# Graph based Music Recommender. Task 6
For the user with Id 776748 print top-40 recommended tracks. Build music recommendations with the algorithm described in the lesson 3 of the fifth week. Initialize coordinates of vector x_0 corresponding to the user’s vertex and all the vertices from the task 5 with ones and all other coordinates with zeros.

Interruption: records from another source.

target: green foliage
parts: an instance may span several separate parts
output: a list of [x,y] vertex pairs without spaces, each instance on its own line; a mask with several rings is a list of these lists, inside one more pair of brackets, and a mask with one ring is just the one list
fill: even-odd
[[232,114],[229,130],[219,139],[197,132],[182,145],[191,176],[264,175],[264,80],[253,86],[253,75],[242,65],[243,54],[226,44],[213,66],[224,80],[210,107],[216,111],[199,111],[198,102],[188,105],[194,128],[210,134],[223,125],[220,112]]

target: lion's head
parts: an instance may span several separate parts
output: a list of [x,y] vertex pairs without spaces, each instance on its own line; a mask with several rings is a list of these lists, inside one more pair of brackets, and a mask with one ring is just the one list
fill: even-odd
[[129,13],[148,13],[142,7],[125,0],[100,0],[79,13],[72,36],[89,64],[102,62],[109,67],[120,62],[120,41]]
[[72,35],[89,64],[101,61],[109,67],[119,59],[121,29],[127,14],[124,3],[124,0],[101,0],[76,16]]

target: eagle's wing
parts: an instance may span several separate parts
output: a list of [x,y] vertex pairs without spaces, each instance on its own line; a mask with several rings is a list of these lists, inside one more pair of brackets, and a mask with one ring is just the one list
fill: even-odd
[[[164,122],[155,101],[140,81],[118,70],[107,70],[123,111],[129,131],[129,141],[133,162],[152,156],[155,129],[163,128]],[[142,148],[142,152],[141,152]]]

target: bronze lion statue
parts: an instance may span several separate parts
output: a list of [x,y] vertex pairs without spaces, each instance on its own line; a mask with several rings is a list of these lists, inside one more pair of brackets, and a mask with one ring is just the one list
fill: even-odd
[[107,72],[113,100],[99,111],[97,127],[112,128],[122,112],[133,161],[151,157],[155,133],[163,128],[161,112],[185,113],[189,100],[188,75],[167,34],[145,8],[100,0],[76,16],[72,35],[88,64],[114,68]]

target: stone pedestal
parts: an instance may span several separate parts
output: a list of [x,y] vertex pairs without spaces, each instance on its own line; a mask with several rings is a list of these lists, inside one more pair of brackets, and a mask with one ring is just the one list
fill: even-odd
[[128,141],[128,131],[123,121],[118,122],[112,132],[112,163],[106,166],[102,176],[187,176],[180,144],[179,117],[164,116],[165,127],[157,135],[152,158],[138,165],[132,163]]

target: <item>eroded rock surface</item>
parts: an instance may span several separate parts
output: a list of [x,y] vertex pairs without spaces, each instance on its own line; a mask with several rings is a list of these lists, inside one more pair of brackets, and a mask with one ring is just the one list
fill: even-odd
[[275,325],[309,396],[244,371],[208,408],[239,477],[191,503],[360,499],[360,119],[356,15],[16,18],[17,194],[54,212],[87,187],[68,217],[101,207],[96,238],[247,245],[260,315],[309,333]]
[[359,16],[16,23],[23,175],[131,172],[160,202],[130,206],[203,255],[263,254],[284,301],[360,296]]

Do 5 iterations:

<pre>img</pre>

Take alpha = 0.15. and the next balancing functions:

* beta(user, user → artist) = 0.5
* beta(user, user → track) = 0.5
* beta(track, track → track) = 1
* beta(artist, artist → track) = 1

You should receive a table with 3 columns: “name”, “artist” and “rank”. Sort the resulting dataframe in descending order by “rank”, select top 40 recommended tracks, select only the columns “name”, “artist” and “rank”, leave 5 digits after the decimal point in “rank” and print the resulting dataframe.

<code>
...
Prayer Of The Refugee Artist: Rise Against 1.35278102029
Eagle Artist: Gotthard 1.21412311013
21 Guns Artist: Green Day 1.17301653219
Wait And Bleed Artist: Slipknot 0.921552328559
Beautiful disaster Artist: 311 0.921552328559
...
</code>

## Data description
There are two data sources for this assignment. They are DataFrames in parquet format.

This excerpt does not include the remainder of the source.